Diffusion transformer (DiT) research on image generation has converged to a single evaluation setup: class-conditional generation on ImageNet. While methods improve the FID and related metrics, it is increasingly unclear whether they reflect real progress in generative modeling. The natural alternative, i.e., text-to-image (T2I) generation, is perceived as too costly or inconvenient to train and evaluate and is often skipped. We argue that this perception no longer holds. We introduce NanoGen, a unified DiT training and evaluation framework. NanoGen matches state-of-the-art DiT baselines on ImageNet and, with 12 lines of configuration change, also trains competitive text-to-image models. It currently supports RAE, VAE, pixel-space, and MeanFlow diffusion methods under both ImageNet and T2I setups. Under NanoGen, training T2I requires comparable compute to ImageNet. After training 21 latent diffusion models with NanoGen, we observe that method ranking shows no strong correlation between ImageNet and T2I generation: Pearson correlation is between -0.377 and -0.580 across three metrics.
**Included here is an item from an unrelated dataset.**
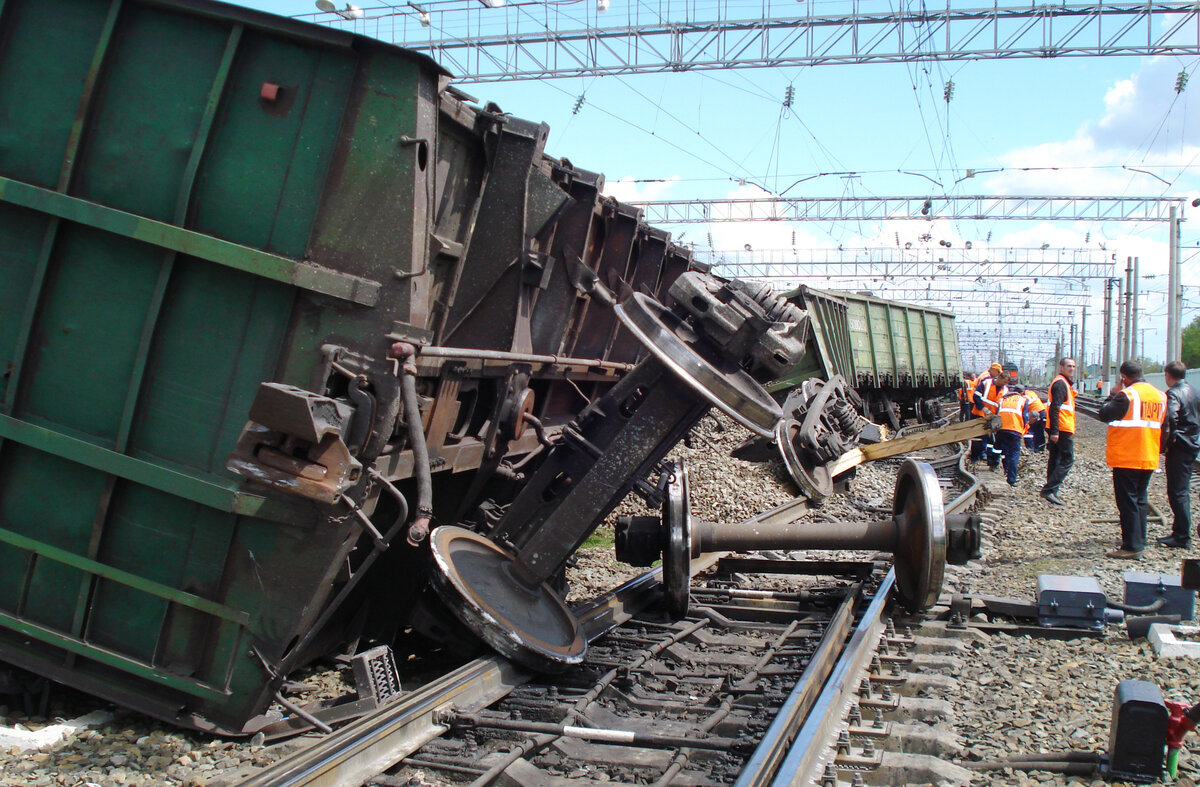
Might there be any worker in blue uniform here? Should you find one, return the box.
[971,364,1004,468]
[996,383,1030,486]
This suggests that a method which improves class-conditional ImageNet FID may show no corresponding improvement on T2I, clearly indicating the necessity of evaluating DiTs on both tasks. To this end, we summarize ImageNet and text-to-image results, which yields DiffusionBench, a holistic benchmark for DiT research. We recommend reporting DiffusionBench in place of ImageNet alone: methods that improve DiffusionBench are more likely to reflect broader progress.